From Numbers to Narratives: Qualitative Testing of Museum Websites with Heatmaps & Small-Sample Reviews

FROM: Strategy, Tools and Techniques

In part one in our series on UX testing in the museum environment, we showed why traditional A/B testing rarely works for museum websites. Part two showed how to wire a lean analytics stack that respects limited traffic yet records every important interaction.

Now it’s time to translate those numbers into human insight. This instalment dives into the qualitative side of evidence-based UX: structured heuristic evaluations that surface usability and accessibility flaws before launch, rotating heatmaps and session recordings that reveal real-world behavior, and small-sample usability tests that expose stumbling blocks long before you reach statistical significance. By blending these methods with the hard data you’re already collecting, your team will see not just what visitors do, but why, which is the missing link between measurement and meaningful improvement.

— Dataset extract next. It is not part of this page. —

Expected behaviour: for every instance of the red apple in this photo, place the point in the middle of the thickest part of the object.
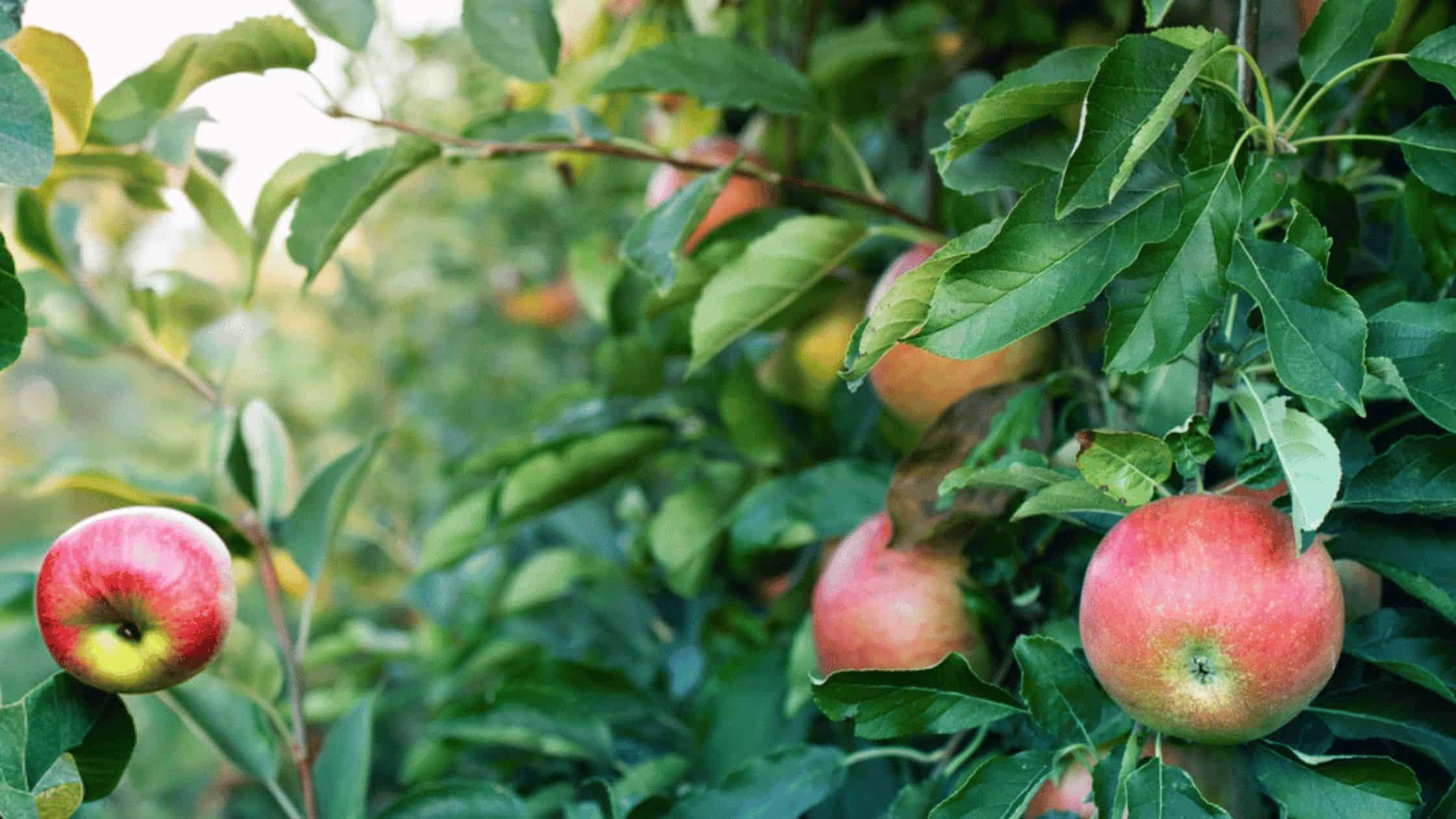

When quantitative data is sparse, qualitative UX tools like heatmaps and session recordings become extremely valuable. They allow you to see how users interact with your site, even if you don’t have big numbers. One popular tool in this space is Hotjar (along with similar services like Crazy Egg or Microsoft Clarity). Here’s how such tools can help a museum website and why they’re ideal for low-traffic environments:

Heatmaps – Visualizing User Attention: Heatmaps aggregate user interactions visually. For example, a click heatmap will show where users tend to click on a page (with “hot” colors indicating frequent clicks), and a scroll heatmap shows how far down the page most users scroll. Even with a small number of users, a heatmap can quickly reveal obvious UX issues. Imagine your museum’s homepage heatmap shows a lot of clicks on an image that isn’t actually clickable because users think it’s a button or link. That’s a strong signal to make that image clickable or change its appearance. Or a scroll map might show that only 30% of visitors scrolled to the bottom of your “Visit Us” page, which is problematic if your important admission info is at the bottom. These insights don’t require statistical significance; they are observational truths. If 10 out of 10 people clicked an unrelated element thinking it was a link, you’ve discovered a UX confusion to fix. Heatmaps give you the “big picture” of how users engage with a page at a glance, often surfacing issues that analytics numbers alone can’t (like an FAQ accordion that nobody notices because it’s too far down).
Session Recordings – Watching Real User Journeys: Session recording tools (like Hotjar’s Recordings feature) let you watch anonymized replays of actual visitors using your site, you see their mouse movements, clicks, taps, and scrolling, almost like looking over their shoulder. This can be incredibly insightful, especially if you only get a few dozen visitors a day. By watching even a handful of sessions, you may spot where people get frustrated or confused. For instance, you might observe a user repeatedly clicking a “Donate” button that doesn’t appear to respond (maybe because a form field was missing and the page didn’t show an obvious error). Or you might see a user struggling to navigate the calendar of events, giving up after a few attempts. These real-world interactions can highlight pain points that you would never know about from aggregate data. The key here is that recordings provide unbiased evidence of user behavior, often catching issues that users themselves might not report.
User Feedback Polls: Tools like Hotjar also let you deploy on-site surveys or feedback widgets (e.g., a little pop-up asking “Was this page helpful? Yes/No” or a poll asking “What information were you looking for today?”). In a low-traffic setting, you won’t get tons of responses, but the ones you do get can be enlightening. For example, if even 5 people respond to a poll on your exhibitions page and 3 of them mention they wanted to find upcoming events, it suggests your navigation or content might not be aligning with visitor expectations (perhaps an “Events” section needs to be more prominent). Qualitative comments like “I can’t find parking information” or “the registration form is too long” directly point to areas for improvement. Use these feedback tools sparingly on key pages so as not to annoy visitors, but do take advantage of them – each response from a real visitor is valuable insight when you don’t have large numbers.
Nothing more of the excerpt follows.